The thing is, reading Melvin’s quote to Haudricourt, that isn’t how the Brewers GM is viewing Wang.

 “We look at him as a player who would be a high draft pick (if in the draft last year or this year) and they aren’t easy to find,” said Melvin. “We’re doing everything we can to keep him.
 
“I don’t see where he’s hurting the ballclub. He’s no different than any 12th or 13th pitcher on a team.”

Wang may very well have been, theoretically, a high pick in this year’s draft. Even if that was the case, though, he would still be a a pitcher with A-ball command and a lot of development to do. Using a roster spot on a player who is effectively worth half a loss through 7.2 innings on a first-place team is not the best way to formulate 25 players that will make the playoffs.

If Melvin doesn’t see where Wang is hurting the ballclub, I’ll be willing to offer some insight.

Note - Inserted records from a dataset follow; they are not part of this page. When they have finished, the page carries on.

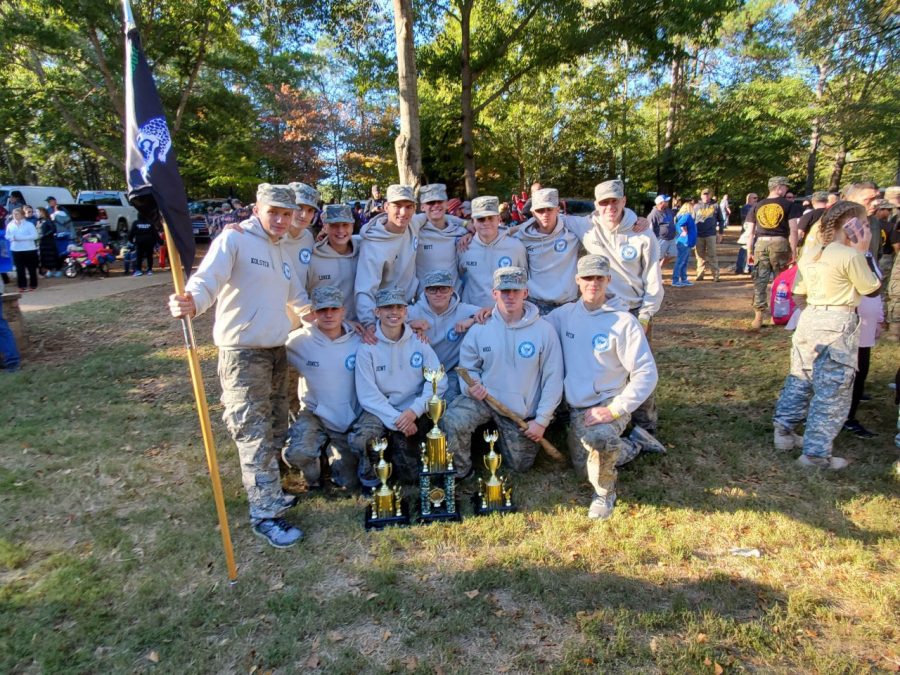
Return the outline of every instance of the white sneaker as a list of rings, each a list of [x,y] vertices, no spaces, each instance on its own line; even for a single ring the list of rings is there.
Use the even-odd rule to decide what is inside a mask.
[[[631,430],[631,433],[628,434],[628,438],[640,446],[641,452],[659,452],[663,455],[666,454],[666,446],[660,443],[659,439],[646,429],[635,427]]]
[[[776,450],[800,450],[801,448],[803,448],[803,436],[795,434],[790,429],[775,425]]]
[[[605,497],[594,495],[591,506],[588,509],[588,518],[591,520],[607,520],[613,514],[616,505],[616,493],[608,492]]]
[[[832,471],[838,471],[849,466],[850,462],[848,462],[843,457],[810,457],[809,455],[800,455],[797,458],[797,464],[800,466],[807,466],[810,468],[816,469],[831,469]]]
[[[131,276],[133,276],[133,277],[141,277],[141,276],[143,276],[143,272],[141,272],[140,270],[135,270],[134,273],[133,273]]]

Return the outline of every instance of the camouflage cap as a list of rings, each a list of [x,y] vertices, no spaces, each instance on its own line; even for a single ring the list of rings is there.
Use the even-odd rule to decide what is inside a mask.
[[[344,293],[337,286],[319,286],[313,289],[312,304],[317,312],[329,307],[343,307]]]
[[[555,209],[559,206],[559,192],[553,188],[541,188],[531,194],[531,210]]]
[[[777,188],[779,185],[788,186],[788,185],[790,185],[790,182],[784,176],[772,176],[769,179],[769,191],[770,192],[772,190],[774,190],[775,188]]]
[[[394,202],[416,203],[416,193],[412,185],[388,185],[387,200]]]
[[[893,204],[891,204],[887,199],[882,199],[875,204],[876,211],[878,209],[895,209],[895,208],[897,208],[897,207],[895,207]]]
[[[298,204],[311,206],[317,211],[319,210],[319,200],[322,197],[319,194],[319,191],[314,187],[310,187],[306,183],[288,183],[288,187],[294,191],[295,199]]]
[[[484,218],[485,216],[500,215],[500,200],[496,197],[475,197],[472,200],[472,217]]]
[[[579,277],[608,277],[609,260],[602,255],[586,255],[578,260]]]
[[[494,290],[512,291],[528,288],[528,273],[524,267],[499,267],[494,270]]]
[[[900,185],[891,185],[884,191],[885,199],[893,199],[894,197],[900,197]]]
[[[422,286],[432,288],[433,286],[453,286],[453,277],[450,272],[444,270],[433,270],[425,275],[422,279]]]
[[[322,221],[325,223],[352,223],[353,211],[346,204],[326,204],[322,210]]]
[[[296,209],[294,191],[287,185],[260,183],[256,188],[256,203],[276,206],[280,209]]]
[[[811,202],[827,202],[828,201],[828,193],[825,190],[819,190],[818,192],[813,192],[810,195],[809,200]]]
[[[402,288],[392,286],[391,288],[382,288],[375,293],[375,306],[387,307],[388,305],[408,305],[406,293]]]
[[[447,201],[447,186],[443,183],[432,183],[419,188],[419,203]]]
[[[618,179],[603,181],[594,188],[594,199],[598,202],[604,199],[623,199],[624,197],[625,184]]]

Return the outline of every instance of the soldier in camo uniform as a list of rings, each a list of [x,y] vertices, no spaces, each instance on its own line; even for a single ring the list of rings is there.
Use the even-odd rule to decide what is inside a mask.
[[[872,231],[865,209],[838,202],[819,222],[814,251],[801,256],[794,294],[806,308],[791,341],[791,370],[773,417],[775,448],[802,448],[803,466],[843,469],[848,462],[831,445],[850,410],[856,374],[860,295],[878,293],[881,283],[869,252]],[[852,241],[852,239],[856,241]],[[806,420],[803,436],[795,433]]]
[[[278,468],[288,422],[285,307],[297,313],[307,301],[281,246],[296,208],[288,186],[260,185],[254,215],[240,231],[216,237],[185,294],[169,297],[176,318],[216,305],[222,417],[237,445],[253,531],[276,548],[303,537],[282,518],[293,500],[281,489]]]

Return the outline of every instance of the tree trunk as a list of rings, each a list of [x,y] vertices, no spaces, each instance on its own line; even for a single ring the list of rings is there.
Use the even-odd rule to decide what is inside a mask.
[[[465,0],[460,7],[459,13],[460,31],[462,33],[460,48],[462,91],[460,92],[459,100],[462,109],[463,171],[466,184],[466,199],[474,199],[478,196],[478,181],[475,178],[475,110],[472,105],[472,86],[474,83],[471,62],[472,4],[472,0]]]
[[[394,141],[397,169],[401,184],[418,187],[424,177],[412,0],[394,0],[394,32],[397,38],[397,75],[400,80],[400,135]]]
[[[847,141],[841,141],[841,147],[838,148],[837,154],[834,156],[834,168],[831,170],[831,181],[828,183],[830,192],[840,192],[841,178],[844,175],[844,165],[847,163]]]
[[[678,98],[681,92],[682,66],[681,59],[675,59],[671,65],[671,89],[669,90],[669,111],[666,115],[666,137],[663,145],[663,181],[669,194],[674,190],[674,162],[675,162],[675,118],[678,115]]]
[[[816,66],[819,78],[816,82],[816,116],[813,118],[812,132],[809,136],[809,156],[806,158],[806,194],[812,194],[816,186],[816,160],[819,154],[819,140],[822,135],[821,109],[822,95],[825,92],[825,78],[828,76],[828,66],[819,64]]]

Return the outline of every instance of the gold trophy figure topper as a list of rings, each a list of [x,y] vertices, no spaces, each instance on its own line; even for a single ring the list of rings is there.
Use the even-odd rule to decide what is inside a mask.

Possibly three years from now, Wei-Chung Wang would be a valuable piece in the bullpen (or even as a starter). To get there, however, it would take plenty of development. It would be great if the Brewers could stash him in the farm system and treat him as a high draft pick–but they can’t. At this point, their options are to use a roster spot on him as he continues to negatively affect them when in the game and not in the game (by shortening the bullpen by an entire player) or designate him for assignment and effectively return him to the Pirates.

The former will only continue to hurt them going forward.

With Jimmy Nelson and Mike Fiers dominating at AAA and Tom Gorzelanny set to return from the disabled list soon, the Brewers have three more-than-viable options for relievers that would provide positive value compared to the replacement-level player, much less to a pitcher who throws once every 10 days or so and gets roughed up when he actually does pitch.

Roenicke’s move to take Wang out and bring in a position player to pitch may have even been a move to prove the liability of Wang on the roster. I’d say that giving up five runs in .2 innings in a one-run game is hurting the ballclub.

Wang is currently placed in a tough situation. He needs the time to develop, but the Brewers want to keep him, and he can’t simply just be stashed away in the bullpen, never pitching, all season long. Pitching sparsely and getting hit hard by batters much more developed than you must not be too fun, either.

After Monday’s performance, however, the Brewers may have to reevaluate their strategy with Wang.